Isso conduz a um empobrecimento técnico:
“A fragmentação da arte limite o artista forçosamente ao exercício formal. O caso da
pintura moderna parece mostrar o fenômeno bastante claramente. E mesmo o caso de
certos poetas. O caso daqueles que se dedicaram, com intenções seríssimas, à exploração
de certas qualidades de ressonância, ou mesmo semânticas, de palavras isoladas, isto é,
de palavras que não devem servir, que não devem transmitir ideias – me parece bastante
significativo. Esses mágicos, esses metafísicos da palavra acabaram todos entregues a
uma poesia puramente decorativa. Se se caminha um pouco mais na direção apontada por
Mallarmé, encontra-se o puro jogo de palavras” (p. 63-64)

No outro grupo de poetas “já o trabalho artístico não se limita ao retoque, de bom gosto
e de boa economia, ao material que o instinto fornece. O trabalho artístico é, aqui, a
origem do próprio poema. Não é o olho crítico posterior à obra. O poema é escrito pelo
olho crítico, por um crítico que elabora as experiências que antes vivera, como poeta.

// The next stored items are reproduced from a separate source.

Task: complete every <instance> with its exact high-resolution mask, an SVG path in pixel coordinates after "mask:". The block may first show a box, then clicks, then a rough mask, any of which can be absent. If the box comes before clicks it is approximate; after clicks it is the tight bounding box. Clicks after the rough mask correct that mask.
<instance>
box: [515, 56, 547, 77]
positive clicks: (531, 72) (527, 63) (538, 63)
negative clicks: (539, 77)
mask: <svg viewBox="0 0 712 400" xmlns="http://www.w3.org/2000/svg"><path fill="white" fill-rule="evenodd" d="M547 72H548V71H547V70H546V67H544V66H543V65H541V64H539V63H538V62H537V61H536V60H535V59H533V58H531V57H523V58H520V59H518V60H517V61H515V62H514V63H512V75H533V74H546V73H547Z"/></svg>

Nestes poetas, geralmente, não é o poema que se impõe. Eles se impõem ao poema, e o
fazem geralmente a partir de um tema, escolhido por sua vez, a partir de um motivo
racional. A escrita neles não é jamais pletórica e jamais se dispara em discurso. É uma
escrita lacônica, a deles, lenta, avançando no terreno milímetro a milímetro. Estes poetas
jamais encaram o trabalho de criação como um mal irremediável, a ser reduzido ao
mínimo, a fim de que a experiência a ser aprisionada não fuja ou se evapore. O artista
intelectual sabe que o trabalho é a fonte da criação e que a uma maior quantidade
de trabalho corresponderá uma maior densidade de riquezas. Quanto à experiência,
ela não se traduz neles, imediatamente em poema. Não há por isso o perigo de que fuja.
Eles não são jamais os possessos de uma experiência. Jamais criam debaixo da
experiência imediata. Eles a reservam, junto com sua experiência geral da realidade,
para um momento qualquer em que talvez tenham de empregá-la. Não será de estranhar
que muitas vezes esqueçam essa experiência, como tal, e que ela, ao ressuscitar, venha
vestida de outra expressão, diversa completamente. (p.65)

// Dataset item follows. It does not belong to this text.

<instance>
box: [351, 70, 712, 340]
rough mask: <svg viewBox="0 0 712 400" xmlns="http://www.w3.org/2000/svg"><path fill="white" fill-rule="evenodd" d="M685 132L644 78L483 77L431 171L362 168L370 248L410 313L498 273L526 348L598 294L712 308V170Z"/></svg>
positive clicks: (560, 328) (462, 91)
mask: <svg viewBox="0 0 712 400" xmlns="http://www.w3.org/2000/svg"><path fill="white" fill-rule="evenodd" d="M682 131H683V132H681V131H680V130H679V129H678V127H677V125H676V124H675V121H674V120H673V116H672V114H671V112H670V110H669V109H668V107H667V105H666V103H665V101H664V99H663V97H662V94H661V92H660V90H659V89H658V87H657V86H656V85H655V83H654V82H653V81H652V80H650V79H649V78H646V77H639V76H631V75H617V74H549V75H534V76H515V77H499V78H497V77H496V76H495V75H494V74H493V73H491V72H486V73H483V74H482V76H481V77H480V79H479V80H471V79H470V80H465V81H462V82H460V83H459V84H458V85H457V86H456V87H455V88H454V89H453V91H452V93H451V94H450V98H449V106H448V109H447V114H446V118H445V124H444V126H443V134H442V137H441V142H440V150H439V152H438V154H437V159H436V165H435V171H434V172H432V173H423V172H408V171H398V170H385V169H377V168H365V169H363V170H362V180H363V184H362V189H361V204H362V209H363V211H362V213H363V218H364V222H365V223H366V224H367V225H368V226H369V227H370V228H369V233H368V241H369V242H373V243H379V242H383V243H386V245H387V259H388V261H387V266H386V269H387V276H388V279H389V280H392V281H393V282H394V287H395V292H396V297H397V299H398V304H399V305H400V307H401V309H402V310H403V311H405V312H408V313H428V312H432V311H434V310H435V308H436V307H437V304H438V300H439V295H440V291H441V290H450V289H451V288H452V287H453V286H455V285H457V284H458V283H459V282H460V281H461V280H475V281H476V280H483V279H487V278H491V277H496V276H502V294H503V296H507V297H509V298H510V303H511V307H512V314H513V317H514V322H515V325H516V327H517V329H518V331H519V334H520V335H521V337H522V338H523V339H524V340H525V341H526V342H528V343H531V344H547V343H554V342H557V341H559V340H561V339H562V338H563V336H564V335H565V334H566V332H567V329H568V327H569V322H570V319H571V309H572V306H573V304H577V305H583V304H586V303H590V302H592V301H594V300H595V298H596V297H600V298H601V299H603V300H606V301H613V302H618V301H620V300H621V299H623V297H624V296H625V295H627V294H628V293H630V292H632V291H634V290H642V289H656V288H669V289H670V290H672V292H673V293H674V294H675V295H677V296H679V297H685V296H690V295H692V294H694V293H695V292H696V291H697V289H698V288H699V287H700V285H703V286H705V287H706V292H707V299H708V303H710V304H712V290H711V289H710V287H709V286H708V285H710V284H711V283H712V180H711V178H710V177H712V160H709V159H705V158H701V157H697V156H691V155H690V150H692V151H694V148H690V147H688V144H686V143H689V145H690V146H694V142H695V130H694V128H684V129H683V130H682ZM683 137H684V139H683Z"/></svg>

“Também o trabalho nesses poetas jamais é ocasional ou repousa sobre a riqueza de
momentos melhores. Seu trabalho é a soma de todos os seus momentos, melhores e piores.
Por isso, seu poema é raramente um corte num objeto ou um aspecto particular de um
objeto visto pela luz especial de um momento. Durante seu trabalho, o poeta vira seu
objeto nos dedos, iluminando-o por todos os lados. E é ainda seu trabalho que lhe vai
permitir desligar-se do objeto criado. Este será um organismo acabado, capaz de vida
própria. É um filho, com vida independente, e não um membro que se amputa, incompleto
e incapaz de viver por si mesmo” (p. 65-66).
“Ora, apesar de ser primordialmente artista, este poeta é, antes de tudo, de seu tempo. Ele
é tão individualista quanto aqueles outros poetas que aceitam cegamente o ditado de seu
anjo ou de seu inconsciente. Da mesma forma que aqueles, este poeta-artista ao criar seu
poema cria seu gênero poético. Só que nele esse gênero não é definido pela originalidade
do homem mas pela originalidade do artista. Não é o tipo novo de morbidez que o
caracteriza mas o tipo novo de dicção que ele é capaz de criar. E é aqui que começa o
desesperado de sua situação. Porque essas leis que ele cria para o seu poema não tomam
a forma de um catecismo para uso privado, um conjunto de normas precisas que ele se
compromete a obedecer. Ao escrever, ele não tem nenhum ponto material de referência.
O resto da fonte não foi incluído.